Databricks MLflow analytics source
Databricks MLflow is a machine-learning platform for automating, assuring, and accelerating predictive analytics, helping data scientists and analysts to build and deploy accurate predictive models.
To connect to Databricks MLflow, you must have created, or have access to, a model and deployed it to an endpoint on the Databricks MLflow platform. Additionally, this endpoint must be publicly accessible by Qlik Cloud.
Limitations
-
Databricks MLflow has an endpoint quota. For more information, see Introduction to Databricks Machine Learning.
-
The resources available on the Databricks MLflow services where the model has been deployed impact and limit performance in the Qlik Sense reload and chart responsiveness.
-
The Databricks MLflow connector is limited to 200,000 rows per request. These are sent to the endpoint service in batches of 2,000 rows. In scenarios where more rows must be processed, use a Loop within the Data load script to process more rows in batches.
-
When an application is regularly reloaded, it's best practice to cache the predictions using a QVD file and only send the new rows to the prediction endpoint.

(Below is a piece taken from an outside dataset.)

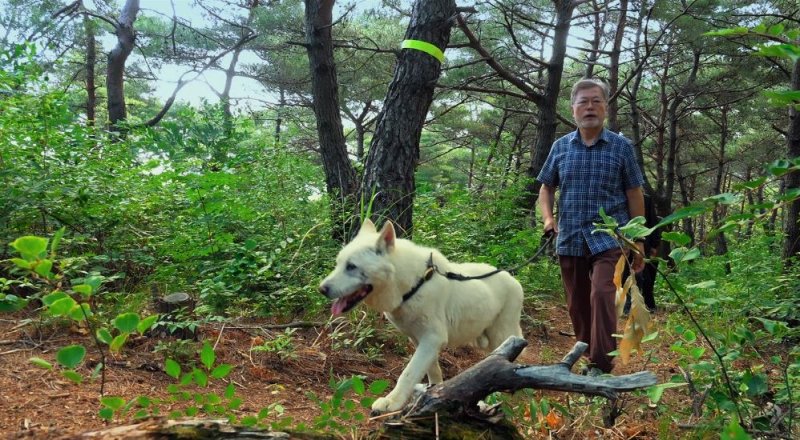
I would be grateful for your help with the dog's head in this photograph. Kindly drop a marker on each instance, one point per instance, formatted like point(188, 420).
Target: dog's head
point(363, 271)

This will improve the performance of the Qlik Sense application reload and reduce the load on the Databricks MLflow endpoint.
-
When using Databricks MLflow in a chart expression, it's important to provide the data types of the fields as the model needs to process these in the correct string/numeric format. A limitation of server-side extensions in chart expressions is that the data types are not automatically detected as in the load script.
-
If you are using a relative connection name, and if you decide to move your app from a shared space to another shared space, or if you move your app from a shared space to your private space, then it will take some time for the analytic connection to be updated to reflect the new space location.